Each row in the dataset represents a different major in college and contains information on gender diversity, employment rates, median salaries, and more. Here are some of the columns in the dataset:
import pandas as pd
import matplotlib.pyplot as plt
%matplotlib inline
recent_grads = pd.read_csv("recent-grads.csv")
# first row formatted as a table.
print (recent_grads.iloc[0])
# to become familiar with how data is structured
print (recent_grads.head())
print (recent_grads.tail())
# to generate summary statistics for all of the numeric columns
recent_grads.describe()
# Look up the number of rows
raw_data_count = recent_grads.shape[0]
print (raw_data_count)
# Drop rows with missing values
recent_grads = recent_grads.dropna(axis=0, inplace=True)
# Look up the number of rows to ascertain if data has been droped
cleaned_data_count = recent_grads.shape[0]
print (cleaned_data_count)
Comparing the raw data and cleaned data, it will be observed that number of rows droped to 172 in cleaned data.

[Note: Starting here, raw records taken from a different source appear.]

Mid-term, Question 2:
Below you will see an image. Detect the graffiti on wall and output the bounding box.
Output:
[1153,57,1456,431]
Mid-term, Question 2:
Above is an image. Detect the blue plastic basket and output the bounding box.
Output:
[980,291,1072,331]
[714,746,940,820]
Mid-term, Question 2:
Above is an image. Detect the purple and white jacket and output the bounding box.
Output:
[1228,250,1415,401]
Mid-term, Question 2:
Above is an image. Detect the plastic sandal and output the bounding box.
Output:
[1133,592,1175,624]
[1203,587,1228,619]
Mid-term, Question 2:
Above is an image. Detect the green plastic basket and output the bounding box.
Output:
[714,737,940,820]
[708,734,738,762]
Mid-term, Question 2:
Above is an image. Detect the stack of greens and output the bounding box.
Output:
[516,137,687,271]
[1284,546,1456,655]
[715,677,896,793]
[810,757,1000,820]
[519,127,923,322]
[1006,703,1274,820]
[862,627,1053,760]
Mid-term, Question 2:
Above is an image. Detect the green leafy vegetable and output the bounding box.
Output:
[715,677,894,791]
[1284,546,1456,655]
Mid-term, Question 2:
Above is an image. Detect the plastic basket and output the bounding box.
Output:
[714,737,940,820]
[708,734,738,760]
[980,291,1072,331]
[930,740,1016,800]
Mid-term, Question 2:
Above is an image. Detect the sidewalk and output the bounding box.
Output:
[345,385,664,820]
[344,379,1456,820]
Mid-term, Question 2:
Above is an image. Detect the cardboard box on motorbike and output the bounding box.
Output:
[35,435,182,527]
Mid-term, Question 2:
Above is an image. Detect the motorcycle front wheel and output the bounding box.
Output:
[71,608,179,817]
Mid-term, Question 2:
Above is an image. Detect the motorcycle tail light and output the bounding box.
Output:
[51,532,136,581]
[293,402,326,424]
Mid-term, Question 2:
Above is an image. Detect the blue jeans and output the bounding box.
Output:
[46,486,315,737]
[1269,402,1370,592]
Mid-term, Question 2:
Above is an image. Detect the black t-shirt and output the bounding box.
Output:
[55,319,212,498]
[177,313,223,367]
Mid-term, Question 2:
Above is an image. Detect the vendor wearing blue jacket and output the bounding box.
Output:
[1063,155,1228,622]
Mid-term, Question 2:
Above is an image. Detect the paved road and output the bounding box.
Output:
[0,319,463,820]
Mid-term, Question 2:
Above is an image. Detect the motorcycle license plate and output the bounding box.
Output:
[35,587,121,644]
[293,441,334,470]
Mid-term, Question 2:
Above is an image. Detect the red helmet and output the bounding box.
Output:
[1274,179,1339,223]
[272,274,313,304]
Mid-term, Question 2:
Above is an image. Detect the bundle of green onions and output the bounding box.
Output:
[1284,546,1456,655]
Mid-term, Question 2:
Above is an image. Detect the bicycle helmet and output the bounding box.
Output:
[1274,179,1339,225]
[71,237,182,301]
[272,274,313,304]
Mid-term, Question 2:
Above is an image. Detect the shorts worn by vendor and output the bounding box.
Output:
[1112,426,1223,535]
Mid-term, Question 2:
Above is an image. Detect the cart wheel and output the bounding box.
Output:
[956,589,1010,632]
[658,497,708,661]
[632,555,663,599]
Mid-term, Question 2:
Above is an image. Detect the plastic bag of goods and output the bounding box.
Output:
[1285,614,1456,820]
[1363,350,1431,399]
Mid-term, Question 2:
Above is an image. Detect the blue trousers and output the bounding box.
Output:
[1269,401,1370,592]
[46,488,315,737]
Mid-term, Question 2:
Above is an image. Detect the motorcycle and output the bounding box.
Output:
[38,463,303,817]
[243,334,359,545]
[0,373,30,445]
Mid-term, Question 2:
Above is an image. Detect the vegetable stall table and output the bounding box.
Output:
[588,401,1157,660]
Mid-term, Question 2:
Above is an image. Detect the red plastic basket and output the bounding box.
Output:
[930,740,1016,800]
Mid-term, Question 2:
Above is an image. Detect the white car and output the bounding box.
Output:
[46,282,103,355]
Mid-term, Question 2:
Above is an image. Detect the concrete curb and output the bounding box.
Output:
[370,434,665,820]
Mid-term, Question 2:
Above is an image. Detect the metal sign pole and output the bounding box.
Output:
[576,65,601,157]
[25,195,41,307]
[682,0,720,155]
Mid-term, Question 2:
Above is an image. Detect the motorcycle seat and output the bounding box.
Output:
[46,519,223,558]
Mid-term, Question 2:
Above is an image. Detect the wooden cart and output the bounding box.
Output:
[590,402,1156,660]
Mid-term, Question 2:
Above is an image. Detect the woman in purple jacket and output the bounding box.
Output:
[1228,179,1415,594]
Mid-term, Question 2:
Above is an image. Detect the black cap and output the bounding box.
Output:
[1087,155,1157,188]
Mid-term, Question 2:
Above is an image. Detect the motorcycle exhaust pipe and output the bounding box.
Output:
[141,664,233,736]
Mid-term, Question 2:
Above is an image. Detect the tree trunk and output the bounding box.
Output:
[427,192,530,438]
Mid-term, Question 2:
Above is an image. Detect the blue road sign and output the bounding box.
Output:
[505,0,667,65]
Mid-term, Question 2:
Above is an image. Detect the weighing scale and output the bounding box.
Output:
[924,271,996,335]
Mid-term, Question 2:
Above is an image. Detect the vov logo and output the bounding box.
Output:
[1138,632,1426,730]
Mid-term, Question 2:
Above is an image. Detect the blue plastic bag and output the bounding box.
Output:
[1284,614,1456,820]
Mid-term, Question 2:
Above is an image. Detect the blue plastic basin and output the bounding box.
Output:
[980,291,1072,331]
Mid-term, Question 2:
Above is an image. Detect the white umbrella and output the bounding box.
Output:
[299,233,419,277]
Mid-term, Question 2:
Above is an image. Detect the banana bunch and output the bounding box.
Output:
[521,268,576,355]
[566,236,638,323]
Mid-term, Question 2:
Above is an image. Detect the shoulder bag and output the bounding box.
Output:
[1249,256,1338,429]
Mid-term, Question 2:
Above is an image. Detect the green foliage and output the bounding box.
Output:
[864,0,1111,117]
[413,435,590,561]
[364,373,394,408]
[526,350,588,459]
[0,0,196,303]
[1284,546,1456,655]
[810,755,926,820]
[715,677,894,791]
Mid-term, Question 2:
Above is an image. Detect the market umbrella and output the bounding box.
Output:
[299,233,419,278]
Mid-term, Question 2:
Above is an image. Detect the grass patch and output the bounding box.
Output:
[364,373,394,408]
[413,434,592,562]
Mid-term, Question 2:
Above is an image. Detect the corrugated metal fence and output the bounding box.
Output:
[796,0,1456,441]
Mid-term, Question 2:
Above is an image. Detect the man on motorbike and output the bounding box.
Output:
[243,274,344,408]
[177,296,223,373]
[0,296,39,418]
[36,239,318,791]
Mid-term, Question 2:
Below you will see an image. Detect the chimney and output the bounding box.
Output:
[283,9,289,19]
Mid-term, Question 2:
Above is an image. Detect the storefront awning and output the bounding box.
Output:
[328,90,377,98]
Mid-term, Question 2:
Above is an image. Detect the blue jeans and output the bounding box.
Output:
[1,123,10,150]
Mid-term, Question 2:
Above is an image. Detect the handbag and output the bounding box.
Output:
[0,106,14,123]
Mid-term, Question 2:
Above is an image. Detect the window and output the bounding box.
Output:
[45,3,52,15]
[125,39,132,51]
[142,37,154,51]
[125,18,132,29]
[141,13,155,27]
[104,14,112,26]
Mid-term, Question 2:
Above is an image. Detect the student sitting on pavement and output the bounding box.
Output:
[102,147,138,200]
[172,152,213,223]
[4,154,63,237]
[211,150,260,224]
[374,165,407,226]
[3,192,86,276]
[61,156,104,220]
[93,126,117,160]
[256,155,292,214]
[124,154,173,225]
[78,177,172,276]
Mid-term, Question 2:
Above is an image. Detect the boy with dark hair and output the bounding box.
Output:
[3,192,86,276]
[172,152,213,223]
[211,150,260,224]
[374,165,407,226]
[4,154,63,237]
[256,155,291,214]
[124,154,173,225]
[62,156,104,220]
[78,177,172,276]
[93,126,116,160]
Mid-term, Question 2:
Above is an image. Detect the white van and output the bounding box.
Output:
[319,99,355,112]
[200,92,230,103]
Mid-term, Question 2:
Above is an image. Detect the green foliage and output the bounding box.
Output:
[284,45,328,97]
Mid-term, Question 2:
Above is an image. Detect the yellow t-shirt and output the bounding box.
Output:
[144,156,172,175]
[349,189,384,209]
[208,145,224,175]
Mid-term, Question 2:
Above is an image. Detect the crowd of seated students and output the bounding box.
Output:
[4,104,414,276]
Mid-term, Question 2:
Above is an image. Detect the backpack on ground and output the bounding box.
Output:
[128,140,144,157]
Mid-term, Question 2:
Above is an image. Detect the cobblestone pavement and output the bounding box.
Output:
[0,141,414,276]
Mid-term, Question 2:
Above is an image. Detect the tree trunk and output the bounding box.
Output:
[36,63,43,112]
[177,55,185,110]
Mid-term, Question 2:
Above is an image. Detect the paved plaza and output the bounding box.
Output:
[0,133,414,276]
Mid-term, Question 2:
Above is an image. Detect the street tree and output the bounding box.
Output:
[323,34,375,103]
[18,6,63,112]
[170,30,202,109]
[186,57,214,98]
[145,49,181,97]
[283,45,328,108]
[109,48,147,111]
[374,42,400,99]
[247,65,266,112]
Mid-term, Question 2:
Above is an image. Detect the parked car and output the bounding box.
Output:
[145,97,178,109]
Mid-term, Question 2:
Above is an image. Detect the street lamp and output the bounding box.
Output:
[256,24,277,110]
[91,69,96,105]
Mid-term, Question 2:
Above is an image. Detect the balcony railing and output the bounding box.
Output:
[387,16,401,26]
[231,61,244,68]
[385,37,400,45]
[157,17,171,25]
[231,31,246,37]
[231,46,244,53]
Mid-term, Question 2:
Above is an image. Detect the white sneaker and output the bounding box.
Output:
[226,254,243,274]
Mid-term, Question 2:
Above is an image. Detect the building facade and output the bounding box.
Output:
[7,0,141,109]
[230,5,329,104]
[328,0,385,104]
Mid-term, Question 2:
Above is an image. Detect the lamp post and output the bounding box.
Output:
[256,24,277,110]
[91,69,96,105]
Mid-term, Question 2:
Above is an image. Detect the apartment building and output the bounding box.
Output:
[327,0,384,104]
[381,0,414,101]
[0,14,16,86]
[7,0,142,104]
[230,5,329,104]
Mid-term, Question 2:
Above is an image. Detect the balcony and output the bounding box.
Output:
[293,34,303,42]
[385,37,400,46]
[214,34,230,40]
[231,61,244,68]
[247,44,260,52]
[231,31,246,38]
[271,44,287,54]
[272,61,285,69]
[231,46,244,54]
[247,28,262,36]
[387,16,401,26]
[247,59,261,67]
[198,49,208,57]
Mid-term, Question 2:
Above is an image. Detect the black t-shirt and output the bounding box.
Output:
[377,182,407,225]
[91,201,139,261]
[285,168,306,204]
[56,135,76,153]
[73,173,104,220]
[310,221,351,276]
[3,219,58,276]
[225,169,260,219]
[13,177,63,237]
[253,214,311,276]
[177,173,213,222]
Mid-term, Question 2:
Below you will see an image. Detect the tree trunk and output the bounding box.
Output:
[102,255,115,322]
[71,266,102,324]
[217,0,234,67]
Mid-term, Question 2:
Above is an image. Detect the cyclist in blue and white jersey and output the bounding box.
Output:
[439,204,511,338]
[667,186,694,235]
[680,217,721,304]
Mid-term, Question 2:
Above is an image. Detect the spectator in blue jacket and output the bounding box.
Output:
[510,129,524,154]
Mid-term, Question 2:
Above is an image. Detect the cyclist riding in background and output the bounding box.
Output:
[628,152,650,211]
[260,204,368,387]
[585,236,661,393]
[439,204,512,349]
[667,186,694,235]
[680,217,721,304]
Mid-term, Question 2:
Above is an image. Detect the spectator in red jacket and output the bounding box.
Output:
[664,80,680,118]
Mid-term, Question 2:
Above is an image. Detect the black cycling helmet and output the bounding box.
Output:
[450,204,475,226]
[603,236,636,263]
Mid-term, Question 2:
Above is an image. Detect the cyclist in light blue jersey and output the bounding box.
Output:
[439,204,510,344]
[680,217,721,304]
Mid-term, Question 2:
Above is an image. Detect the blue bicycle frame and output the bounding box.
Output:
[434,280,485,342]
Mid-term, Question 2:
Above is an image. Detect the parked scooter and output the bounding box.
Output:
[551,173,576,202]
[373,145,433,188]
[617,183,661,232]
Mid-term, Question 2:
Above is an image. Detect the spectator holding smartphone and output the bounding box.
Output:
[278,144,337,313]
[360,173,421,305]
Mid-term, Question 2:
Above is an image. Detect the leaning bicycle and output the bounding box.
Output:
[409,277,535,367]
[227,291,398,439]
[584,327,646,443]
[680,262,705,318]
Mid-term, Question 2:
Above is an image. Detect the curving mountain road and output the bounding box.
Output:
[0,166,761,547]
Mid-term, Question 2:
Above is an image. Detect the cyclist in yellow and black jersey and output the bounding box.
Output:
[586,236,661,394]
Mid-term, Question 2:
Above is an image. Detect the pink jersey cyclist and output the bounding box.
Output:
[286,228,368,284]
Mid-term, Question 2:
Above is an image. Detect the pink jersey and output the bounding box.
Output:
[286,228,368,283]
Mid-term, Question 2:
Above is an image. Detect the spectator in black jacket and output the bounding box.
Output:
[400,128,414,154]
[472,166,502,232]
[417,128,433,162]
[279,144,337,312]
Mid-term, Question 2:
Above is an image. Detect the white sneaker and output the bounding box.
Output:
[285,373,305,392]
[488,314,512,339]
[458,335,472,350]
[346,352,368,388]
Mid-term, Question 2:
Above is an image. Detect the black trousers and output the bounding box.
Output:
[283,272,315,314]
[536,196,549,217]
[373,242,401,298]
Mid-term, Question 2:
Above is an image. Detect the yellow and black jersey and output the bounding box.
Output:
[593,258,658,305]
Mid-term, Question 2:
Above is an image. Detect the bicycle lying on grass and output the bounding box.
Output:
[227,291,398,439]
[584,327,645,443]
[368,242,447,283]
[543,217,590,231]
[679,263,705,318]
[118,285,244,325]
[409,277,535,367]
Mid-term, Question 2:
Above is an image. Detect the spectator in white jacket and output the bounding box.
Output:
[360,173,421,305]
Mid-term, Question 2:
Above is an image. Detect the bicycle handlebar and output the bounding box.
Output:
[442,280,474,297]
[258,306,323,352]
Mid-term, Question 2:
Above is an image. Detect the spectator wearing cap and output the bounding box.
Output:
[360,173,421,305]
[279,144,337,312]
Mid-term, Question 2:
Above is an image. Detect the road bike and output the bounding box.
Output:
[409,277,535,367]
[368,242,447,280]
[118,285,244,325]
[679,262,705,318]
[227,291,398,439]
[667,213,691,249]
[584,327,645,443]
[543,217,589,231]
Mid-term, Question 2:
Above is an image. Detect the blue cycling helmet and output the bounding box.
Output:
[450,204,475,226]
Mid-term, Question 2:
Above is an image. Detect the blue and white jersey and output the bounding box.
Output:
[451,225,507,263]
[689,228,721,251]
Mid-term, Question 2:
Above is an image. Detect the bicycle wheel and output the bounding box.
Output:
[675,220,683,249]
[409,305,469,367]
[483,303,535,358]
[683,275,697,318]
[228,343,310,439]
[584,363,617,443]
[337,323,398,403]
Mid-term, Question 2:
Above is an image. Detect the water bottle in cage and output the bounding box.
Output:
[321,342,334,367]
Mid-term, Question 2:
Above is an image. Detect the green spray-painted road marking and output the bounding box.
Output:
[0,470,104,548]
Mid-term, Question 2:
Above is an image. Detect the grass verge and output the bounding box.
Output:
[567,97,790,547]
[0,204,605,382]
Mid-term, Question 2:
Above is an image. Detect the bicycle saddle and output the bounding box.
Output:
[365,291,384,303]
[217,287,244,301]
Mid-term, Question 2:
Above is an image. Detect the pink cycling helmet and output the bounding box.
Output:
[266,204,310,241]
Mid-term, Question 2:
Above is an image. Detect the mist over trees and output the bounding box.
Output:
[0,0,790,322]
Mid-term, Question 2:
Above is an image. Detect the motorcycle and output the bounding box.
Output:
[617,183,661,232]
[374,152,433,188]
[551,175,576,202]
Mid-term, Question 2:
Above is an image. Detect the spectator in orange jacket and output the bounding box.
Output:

While raw data has 173 rows. This means a row has been removed for having missing value.
recent_grads.plot(x="Sample_size", y="Median", kind = "scatter", title = "Sample_size VS Median")
recent_grads.plot(x="Sample_size", y="Unemployment_rate", kind = "scatter", title = "Sample_size VS Uemployemny")
recent_grads.plot(x="Full_time", y="Median", kind = "scatter", title = "Full_time VS Median")
recent_grads.plot(x="ShareWomen", y="Unemployment_rate", kind = "scatter", title = "Sharewoman VS Unemployment_rate")
recent_grads.plot(x="Men",y="Median", kind = "scatter", title = "Men VS Median")
recent_grads.plot(x="Women",y="Median", kind = "scatter", title = "Sample_size VS Median")